Middle School Chess Team
Wins National High School
Championship
April 16, 2012, 10:15 p.m.
4:37 p.m. | Updated The chess team at Intermediate School 318 Eugenia Maria de Hostos in Williamsburg, a perennial powerhouse that has won so many championships that its coach can’t remember the number, managed to top its already-impressive record on Sunday by winning the National High School Championships.
The team’s victory is the chess-world equivalent of a scenario that was frequently tossed around by college basketball pundits several weeks ago: that the University of Kentucky Wildcats might be so good they could beat the Toronto Raptors or another of the worst N.B.A. teams. If anything, I.S. 318’s victory is even more impressive: they beat the best high school teams in the country.
“This is the greatest achievement we’ve ever had, and probably ever will have,” John Galvin, one of the coaches, said in a telephone interview from Minneapolis-St. Paul International Airport.
The victory might be a first for a middle school chess team.
Bill Hall, the executive director of the United States Chess Federation, which organized the championships, said he had never heard of a middle school winning the high school championships. “To my knowledge, it has never happened before,” he said.
Officially, I.S. 318 and Hunter College High School are co-champions. They tied for first place, but I.S. 318 was able to take home the first place trophy because its team had better tie-breaker scores.
To achieve the co-championship, I.S. 318 beat several other city chess teams this weekend, including Stuyvesant High School and Edward R. Murrow High School.

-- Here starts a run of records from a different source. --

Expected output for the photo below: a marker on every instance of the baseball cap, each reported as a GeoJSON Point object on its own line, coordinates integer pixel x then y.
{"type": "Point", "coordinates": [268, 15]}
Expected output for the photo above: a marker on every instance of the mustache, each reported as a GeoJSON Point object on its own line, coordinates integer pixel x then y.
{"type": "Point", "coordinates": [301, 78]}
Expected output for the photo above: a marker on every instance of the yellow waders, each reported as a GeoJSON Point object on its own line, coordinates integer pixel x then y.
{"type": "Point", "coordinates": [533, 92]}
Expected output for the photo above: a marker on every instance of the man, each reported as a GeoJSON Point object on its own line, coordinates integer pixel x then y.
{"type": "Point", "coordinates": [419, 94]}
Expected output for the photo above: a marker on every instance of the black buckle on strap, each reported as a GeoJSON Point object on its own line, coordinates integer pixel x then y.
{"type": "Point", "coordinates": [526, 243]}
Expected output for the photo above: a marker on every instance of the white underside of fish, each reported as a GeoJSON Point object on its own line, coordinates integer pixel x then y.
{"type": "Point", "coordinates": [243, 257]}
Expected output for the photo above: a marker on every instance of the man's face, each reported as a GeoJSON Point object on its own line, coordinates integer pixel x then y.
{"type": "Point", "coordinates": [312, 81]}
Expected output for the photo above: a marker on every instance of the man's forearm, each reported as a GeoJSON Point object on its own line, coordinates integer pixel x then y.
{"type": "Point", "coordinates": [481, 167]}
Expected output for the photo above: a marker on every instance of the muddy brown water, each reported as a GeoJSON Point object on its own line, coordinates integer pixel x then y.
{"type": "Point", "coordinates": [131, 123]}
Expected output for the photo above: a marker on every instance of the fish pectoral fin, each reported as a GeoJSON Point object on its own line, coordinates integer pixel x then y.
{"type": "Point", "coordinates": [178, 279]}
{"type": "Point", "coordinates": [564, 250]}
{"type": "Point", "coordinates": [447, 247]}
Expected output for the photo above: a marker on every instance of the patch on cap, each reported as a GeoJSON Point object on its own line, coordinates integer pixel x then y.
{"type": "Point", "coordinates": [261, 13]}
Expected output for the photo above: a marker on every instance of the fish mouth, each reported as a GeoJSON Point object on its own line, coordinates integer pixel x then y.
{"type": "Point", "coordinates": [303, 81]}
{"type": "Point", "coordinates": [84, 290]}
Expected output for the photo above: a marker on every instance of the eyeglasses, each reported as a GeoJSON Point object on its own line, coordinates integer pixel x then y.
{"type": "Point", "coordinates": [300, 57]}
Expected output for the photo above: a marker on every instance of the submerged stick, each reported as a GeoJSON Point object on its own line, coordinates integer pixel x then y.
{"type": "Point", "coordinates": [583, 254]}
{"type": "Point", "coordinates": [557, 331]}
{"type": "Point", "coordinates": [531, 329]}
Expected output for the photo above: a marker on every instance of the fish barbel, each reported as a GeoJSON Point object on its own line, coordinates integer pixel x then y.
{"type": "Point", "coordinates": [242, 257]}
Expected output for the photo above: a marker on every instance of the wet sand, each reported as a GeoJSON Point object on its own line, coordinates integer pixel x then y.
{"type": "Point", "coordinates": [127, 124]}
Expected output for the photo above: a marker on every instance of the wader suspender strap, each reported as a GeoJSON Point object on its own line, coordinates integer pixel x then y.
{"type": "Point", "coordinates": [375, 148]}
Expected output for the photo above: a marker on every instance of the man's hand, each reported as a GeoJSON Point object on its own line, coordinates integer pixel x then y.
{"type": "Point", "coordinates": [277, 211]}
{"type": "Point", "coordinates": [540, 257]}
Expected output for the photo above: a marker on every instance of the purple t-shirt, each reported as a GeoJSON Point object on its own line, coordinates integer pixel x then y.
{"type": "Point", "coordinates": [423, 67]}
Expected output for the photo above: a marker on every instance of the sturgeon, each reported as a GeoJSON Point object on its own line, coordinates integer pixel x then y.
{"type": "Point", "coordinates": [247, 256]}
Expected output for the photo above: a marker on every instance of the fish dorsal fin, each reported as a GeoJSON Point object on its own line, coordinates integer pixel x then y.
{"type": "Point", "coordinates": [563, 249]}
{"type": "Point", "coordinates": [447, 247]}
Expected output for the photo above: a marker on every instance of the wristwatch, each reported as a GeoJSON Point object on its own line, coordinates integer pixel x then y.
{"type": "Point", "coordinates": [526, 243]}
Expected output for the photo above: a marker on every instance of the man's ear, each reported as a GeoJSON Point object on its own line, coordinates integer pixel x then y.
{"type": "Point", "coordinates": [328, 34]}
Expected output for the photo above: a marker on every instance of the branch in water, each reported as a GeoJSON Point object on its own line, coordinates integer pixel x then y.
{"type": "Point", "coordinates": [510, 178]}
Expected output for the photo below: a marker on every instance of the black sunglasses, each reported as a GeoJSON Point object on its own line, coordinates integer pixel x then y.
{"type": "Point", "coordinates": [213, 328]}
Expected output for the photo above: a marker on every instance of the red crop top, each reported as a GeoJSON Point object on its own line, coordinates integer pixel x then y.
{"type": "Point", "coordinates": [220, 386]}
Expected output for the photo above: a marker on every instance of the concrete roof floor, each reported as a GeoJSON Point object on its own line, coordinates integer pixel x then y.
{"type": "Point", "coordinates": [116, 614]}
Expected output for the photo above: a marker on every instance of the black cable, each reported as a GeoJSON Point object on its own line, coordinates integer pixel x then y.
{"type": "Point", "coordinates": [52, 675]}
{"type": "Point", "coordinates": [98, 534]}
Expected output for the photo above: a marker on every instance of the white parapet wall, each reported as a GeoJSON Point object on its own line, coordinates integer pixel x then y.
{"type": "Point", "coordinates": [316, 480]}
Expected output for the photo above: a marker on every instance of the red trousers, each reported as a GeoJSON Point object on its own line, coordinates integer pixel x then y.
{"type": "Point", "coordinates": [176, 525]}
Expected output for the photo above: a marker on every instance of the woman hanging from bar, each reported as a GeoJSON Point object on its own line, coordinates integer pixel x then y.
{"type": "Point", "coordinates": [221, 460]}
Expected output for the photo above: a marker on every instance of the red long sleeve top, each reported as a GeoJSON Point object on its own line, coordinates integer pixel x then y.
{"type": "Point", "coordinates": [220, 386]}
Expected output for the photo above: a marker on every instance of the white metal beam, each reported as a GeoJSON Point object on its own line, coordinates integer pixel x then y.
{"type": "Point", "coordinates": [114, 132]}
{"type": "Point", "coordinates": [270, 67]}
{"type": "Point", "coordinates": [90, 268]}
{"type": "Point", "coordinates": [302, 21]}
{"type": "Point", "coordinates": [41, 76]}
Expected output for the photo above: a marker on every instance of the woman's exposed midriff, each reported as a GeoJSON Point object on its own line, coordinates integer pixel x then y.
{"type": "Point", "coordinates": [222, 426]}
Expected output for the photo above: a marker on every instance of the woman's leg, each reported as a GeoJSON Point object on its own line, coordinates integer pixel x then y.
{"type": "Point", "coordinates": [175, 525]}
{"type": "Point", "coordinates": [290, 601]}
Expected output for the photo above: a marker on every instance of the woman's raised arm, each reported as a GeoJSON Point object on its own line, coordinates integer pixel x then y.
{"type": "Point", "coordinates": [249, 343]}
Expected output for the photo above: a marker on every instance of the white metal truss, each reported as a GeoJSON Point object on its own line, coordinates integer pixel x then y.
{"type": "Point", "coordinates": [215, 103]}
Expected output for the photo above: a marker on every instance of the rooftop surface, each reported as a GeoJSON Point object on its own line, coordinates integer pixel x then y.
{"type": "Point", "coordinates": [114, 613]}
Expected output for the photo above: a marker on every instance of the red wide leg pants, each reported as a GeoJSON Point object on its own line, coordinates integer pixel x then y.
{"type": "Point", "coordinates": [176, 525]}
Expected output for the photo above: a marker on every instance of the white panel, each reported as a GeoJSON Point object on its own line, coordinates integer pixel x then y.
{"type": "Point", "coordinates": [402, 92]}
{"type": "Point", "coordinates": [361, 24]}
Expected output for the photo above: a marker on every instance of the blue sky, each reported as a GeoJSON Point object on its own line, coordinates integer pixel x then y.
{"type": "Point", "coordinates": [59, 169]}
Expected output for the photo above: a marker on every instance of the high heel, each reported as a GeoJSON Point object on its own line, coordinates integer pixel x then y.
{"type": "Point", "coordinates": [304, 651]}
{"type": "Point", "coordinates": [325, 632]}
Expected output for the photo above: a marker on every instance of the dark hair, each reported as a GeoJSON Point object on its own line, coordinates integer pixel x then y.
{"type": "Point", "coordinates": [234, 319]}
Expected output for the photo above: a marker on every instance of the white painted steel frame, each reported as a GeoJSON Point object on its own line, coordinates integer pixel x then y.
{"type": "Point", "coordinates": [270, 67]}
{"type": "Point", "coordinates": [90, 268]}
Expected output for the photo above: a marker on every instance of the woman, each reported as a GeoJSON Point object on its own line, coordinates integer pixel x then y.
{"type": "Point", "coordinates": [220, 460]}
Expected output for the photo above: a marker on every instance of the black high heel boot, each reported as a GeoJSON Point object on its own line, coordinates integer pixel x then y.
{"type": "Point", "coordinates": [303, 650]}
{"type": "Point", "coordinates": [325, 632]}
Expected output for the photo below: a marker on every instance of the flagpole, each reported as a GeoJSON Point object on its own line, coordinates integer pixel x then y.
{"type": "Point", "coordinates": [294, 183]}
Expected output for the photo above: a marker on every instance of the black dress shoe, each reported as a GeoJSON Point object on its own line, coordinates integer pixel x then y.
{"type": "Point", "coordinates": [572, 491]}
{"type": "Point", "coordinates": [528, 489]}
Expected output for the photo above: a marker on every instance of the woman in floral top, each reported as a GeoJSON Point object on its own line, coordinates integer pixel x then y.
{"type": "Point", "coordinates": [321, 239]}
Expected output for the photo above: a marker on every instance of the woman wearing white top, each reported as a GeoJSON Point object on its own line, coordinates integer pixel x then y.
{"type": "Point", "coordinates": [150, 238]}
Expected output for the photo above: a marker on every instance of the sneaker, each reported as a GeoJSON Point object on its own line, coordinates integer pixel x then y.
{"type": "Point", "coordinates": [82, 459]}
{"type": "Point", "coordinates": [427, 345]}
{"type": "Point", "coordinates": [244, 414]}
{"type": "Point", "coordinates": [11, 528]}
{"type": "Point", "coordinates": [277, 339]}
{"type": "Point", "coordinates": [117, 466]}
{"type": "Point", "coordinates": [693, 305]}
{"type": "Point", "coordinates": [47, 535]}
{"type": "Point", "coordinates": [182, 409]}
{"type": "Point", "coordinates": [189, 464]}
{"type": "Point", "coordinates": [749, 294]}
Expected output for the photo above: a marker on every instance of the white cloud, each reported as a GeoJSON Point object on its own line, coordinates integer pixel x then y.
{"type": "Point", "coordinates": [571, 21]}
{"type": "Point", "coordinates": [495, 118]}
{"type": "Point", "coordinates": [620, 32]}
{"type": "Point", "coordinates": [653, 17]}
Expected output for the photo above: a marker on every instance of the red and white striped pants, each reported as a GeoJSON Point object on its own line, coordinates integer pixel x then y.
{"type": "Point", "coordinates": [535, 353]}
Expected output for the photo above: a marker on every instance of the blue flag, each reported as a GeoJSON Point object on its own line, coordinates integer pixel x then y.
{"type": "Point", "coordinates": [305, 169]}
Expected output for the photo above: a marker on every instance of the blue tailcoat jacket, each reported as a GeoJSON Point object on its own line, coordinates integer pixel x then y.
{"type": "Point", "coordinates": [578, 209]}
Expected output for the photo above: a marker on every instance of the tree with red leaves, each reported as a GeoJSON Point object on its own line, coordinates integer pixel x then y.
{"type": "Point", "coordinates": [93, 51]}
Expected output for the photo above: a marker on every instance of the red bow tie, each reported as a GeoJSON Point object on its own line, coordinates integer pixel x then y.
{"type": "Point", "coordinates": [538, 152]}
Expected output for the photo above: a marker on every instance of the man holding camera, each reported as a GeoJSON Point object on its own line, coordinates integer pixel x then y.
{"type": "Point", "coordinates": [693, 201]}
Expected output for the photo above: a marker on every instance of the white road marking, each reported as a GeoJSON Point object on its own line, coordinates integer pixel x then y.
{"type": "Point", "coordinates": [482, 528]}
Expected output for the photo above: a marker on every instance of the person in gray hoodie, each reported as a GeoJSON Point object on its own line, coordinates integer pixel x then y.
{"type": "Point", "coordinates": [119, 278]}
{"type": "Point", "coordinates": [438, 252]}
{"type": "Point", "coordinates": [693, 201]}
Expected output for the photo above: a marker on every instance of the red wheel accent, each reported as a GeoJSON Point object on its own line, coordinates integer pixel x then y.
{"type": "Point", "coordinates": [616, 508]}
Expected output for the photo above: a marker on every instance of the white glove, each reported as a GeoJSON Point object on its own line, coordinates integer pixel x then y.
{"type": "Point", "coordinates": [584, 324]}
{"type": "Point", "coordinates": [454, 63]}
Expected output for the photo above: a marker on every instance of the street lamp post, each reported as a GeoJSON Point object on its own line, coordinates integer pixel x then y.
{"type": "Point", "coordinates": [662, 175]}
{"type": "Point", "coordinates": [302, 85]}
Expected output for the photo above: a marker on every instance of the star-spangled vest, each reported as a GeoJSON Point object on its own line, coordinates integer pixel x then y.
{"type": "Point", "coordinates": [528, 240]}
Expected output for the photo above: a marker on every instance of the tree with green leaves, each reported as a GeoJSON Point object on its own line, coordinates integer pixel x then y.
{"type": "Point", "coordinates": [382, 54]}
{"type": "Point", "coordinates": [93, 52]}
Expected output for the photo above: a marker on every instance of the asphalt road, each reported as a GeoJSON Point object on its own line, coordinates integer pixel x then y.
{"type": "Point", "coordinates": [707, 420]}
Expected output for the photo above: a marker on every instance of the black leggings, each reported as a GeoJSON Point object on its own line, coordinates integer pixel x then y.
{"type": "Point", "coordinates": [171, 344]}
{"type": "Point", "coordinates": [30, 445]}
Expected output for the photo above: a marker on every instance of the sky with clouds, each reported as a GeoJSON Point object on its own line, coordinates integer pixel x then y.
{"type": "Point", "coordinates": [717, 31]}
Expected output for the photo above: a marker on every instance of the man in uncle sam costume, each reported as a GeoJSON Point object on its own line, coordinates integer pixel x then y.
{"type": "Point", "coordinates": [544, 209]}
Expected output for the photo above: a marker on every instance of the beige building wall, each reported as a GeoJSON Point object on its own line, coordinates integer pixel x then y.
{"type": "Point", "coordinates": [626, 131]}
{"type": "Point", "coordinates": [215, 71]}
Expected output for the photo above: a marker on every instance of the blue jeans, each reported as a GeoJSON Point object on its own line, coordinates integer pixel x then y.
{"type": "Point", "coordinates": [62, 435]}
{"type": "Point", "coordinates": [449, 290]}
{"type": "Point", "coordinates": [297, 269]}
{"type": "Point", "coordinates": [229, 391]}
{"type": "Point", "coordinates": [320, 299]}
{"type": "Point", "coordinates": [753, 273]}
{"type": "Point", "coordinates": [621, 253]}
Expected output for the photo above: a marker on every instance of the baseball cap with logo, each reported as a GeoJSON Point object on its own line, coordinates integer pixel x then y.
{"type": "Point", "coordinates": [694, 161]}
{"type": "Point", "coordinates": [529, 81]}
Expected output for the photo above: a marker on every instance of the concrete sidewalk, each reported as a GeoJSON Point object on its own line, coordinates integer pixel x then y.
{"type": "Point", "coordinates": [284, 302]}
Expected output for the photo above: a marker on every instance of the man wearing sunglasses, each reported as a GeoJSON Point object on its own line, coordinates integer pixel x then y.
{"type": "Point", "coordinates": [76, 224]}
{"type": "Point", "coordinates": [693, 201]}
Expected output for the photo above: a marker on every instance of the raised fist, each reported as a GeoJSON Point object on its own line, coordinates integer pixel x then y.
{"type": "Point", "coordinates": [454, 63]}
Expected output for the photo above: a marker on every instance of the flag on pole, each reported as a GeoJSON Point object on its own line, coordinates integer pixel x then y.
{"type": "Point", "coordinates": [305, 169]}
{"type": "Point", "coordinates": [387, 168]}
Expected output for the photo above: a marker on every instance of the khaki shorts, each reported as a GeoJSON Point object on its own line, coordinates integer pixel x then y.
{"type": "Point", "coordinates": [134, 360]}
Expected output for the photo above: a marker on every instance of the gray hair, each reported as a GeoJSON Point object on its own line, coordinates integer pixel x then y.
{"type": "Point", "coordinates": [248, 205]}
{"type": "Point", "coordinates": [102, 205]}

The I.S. 318 team has won at least two dozen national championships of various types in the last 12 years, Mr. Galvin said. Two team members — Justus Williams and James Black, both 13 — are rated as masters. And the team is the subject of a new documentary, “Brooklyn Castle,” which had its debut last month at South by Southwest in Austin, Texas, where it won the audience award.
Isaac Barayev, 13, an eighth grader who lives in Forest Hills, Queens, said he and his 17 teammates were ecstatic when they found out they won Sunday evening.
“We were very excited,” said Isaac, who learned chess from his grandfather and has competed in tournaments since the third grade. “We were jumping up and down. It was crazy.”
But he said the victory had not surprised him. “We knew we had to win this,” he said. “This was our last year for the eighth graders. We wanted it a lot.”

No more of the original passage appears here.